There was a submerged shelf that ran out a couple three hundred yards from the beach that was flat and about 6 feet deep. You could swim way out there and as the ocean waves came in, they would hit that shelf and make 5 feet high waves that white-capped all the way in. Now mind you, this was pre-Jaws and none of us had ever heard of a Great White shark. Year later I read where this stretch of beach was prime habitat and a couple years ago, an airman was killed right there.
We had been in the 65 degree water for about an hour and I was turning blue, but I caught a terrific wave and all but washed up on the shore.
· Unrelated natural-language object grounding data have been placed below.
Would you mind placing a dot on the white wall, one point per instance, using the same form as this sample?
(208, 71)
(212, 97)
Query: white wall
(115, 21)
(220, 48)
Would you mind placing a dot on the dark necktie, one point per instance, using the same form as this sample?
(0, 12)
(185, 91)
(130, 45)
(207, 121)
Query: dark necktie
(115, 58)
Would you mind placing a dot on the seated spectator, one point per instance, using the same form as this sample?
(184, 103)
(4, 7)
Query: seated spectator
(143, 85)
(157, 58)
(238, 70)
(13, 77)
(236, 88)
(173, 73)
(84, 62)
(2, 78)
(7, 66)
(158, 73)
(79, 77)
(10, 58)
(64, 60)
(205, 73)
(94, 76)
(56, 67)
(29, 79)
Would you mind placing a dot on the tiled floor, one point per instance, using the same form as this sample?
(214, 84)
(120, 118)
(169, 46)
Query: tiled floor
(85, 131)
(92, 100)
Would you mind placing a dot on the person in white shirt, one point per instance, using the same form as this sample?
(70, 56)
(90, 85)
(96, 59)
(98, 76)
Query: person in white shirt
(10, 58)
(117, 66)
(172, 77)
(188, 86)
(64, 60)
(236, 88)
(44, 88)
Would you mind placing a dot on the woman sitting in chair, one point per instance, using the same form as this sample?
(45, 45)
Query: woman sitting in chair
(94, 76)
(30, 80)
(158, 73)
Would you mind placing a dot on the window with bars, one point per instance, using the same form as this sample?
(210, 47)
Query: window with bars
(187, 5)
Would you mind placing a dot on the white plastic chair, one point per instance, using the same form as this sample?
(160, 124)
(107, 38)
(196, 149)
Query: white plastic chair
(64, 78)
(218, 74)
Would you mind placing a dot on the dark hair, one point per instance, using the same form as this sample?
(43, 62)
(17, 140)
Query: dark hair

It was amazing and the best ride of the day. It was akin to catching a big fish after not catching anything for hours. I immediately swam back out, even though we had all decided to come in. Needless to say, I found myself 300 yards off the beach and alone. In between waves, the ocean is very calm and I could see my buddies as they swam in and they were a long way off.
Suddenly, in the calm, I heard a splashing sound and because the salt water had made my vision a bit blurry, I thought it might be a SCUBA diver. It wasn’t. It was a very large elephant seal and it was about 20 feet from me. I remember looking at it and then at my friends way off in the distance and then swimming for my life. Now, I’m not what you would classify as an elegant swimmer. What I did, looked more like a spastic person imitating a meth head in 6 inches of water. I pretty much attracted everything for 10 miles with my flailing, but made it to shore unscathed.
My buddies, who were all drinking beer by this time thought my exhibition was for them and were laughing when I all but cut a furrow in the beach with my fingers and toes. Now here is the ignorance of people in 1974 concerning Great White sharks.
“Oh, it was a seal? Don’t worry, cause if there are seals present, they scare away the sharks!” To this day I can see that big seal staring at me and now I know the truth. Sharks eat seals. A few short months later, I was out of the service and the war and I tied my horse in Baytown. My brothers and I went to Galveston to swim in the Gulf and 2 weeks after that? We saw Jaws! I got to relive my experience all over again and one of the fellows in that movie was named Bert of all things! Remember him? He was on the dock that got pulled out and had to swim back! “Swim Bert!”
People forget what this movie did to us in 1975. It was traumatic to put it mildly. I remember a couple of airmen and I went to Universal Studios before I departed the Air Force and there was a mock-up of the Jaws shark hanging from a big structure and we looked at it and laughed. I think it was about 25 feet long and 6 feet thick. We put it in the same category as King Kong and just as likely. It turns out, according to the record books the record stands at 36 feet. What?
There’s no moral to this story that I can tell and just a memory that surfaced like that seal did. I know one thing. After watching the movie Jaws, I was so scared of water that for 6 months, I had trouble sitting on the throne!